Enhancements to auto_wall_surface and Improved Result Consistency
auto_wall_surface_output was revisited to streamline and enhance the heat balance process by eliminating duplicate surfaces. This improvement ensures complete and unique auto_wall surfaces, facilitating accurate heat balance calculations. Additionally, by changing the solver's default setting of exchange_sort_receive better consistency was achieved in results across and run-to-run variations.
Eliminating particle inputs for AcuSolve-EDEM coupling
In previous versions, AcuSolve-EDEM coupling for non-spherical particles required input parameters for sphericity, aspect ratio, and volume using edem_particles_sphericity_values and edem_particles_aspect_ratio_values. As of this version, these parameter requirements have been eliminated.
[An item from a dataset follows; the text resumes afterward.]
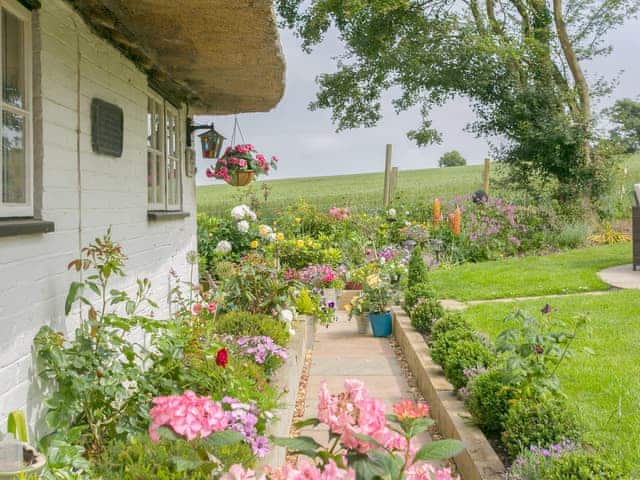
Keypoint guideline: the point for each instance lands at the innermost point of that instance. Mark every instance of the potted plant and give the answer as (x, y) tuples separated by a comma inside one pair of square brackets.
[(378, 296), (241, 164), (358, 308)]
Floating monitor surface extended to mesh motion
Starting in version 2023, the floating surface output feature enables output data generation without requiring mesh construction around the desired surface. This version further extends this capability to domains with applied mesh motion.
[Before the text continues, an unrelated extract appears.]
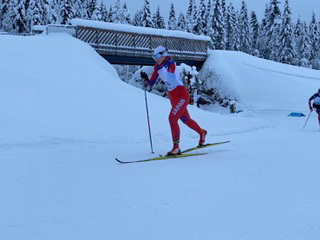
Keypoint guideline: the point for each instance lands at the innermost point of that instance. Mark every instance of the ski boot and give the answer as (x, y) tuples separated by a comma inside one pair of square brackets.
[(202, 138)]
Time-base curve-fit option for GRAVITY interpolation
In the GRAVITY command, a new curve fit variable of time is introduced, enabling you to easily interpolate user data over time without needing to rely on UDFs.
acuOdb enhancements
You can now export AcuSolve data in Abaqus (.odb) format with enhanced options: You can specify a particular element set using the ‘-outs’ option and apply model scaling with the ‘-scale’ parameter.
Documentation Additions
Training manual
  • The thermal-electric battery simulation setup and guidelines in the Solver Feature Guidelines have been updated, summarizing the required battery module input parameters and adding a new section detailing ECM parameter specifications for the battery model.
  • A new section on submitting AcuSolve jobs on Linux servers has been added to the Solver Feature Guidelines.
  • Details about the Eulerian multiphase models and turbulence models are now available under the AcuSolve Solver Features section.
SimLab-based Tutorial Updates
Two (2) tutorials for the SimLab CFD user interface have been updated. The updated tutorials are:
  • ACU-T: 3513/SL-2176 ARC-based Thermal Runaway: 1S1P Module
  • ACU-T: 7202/SL-2502: CFD Topology Optimization of Multiple Flow Paths

Resolved Issues

  • Users reported that acuSig for clean-stop was not functioning properly, with issues depending on the Linux version and hardware. This has been resolved in the 2025 version.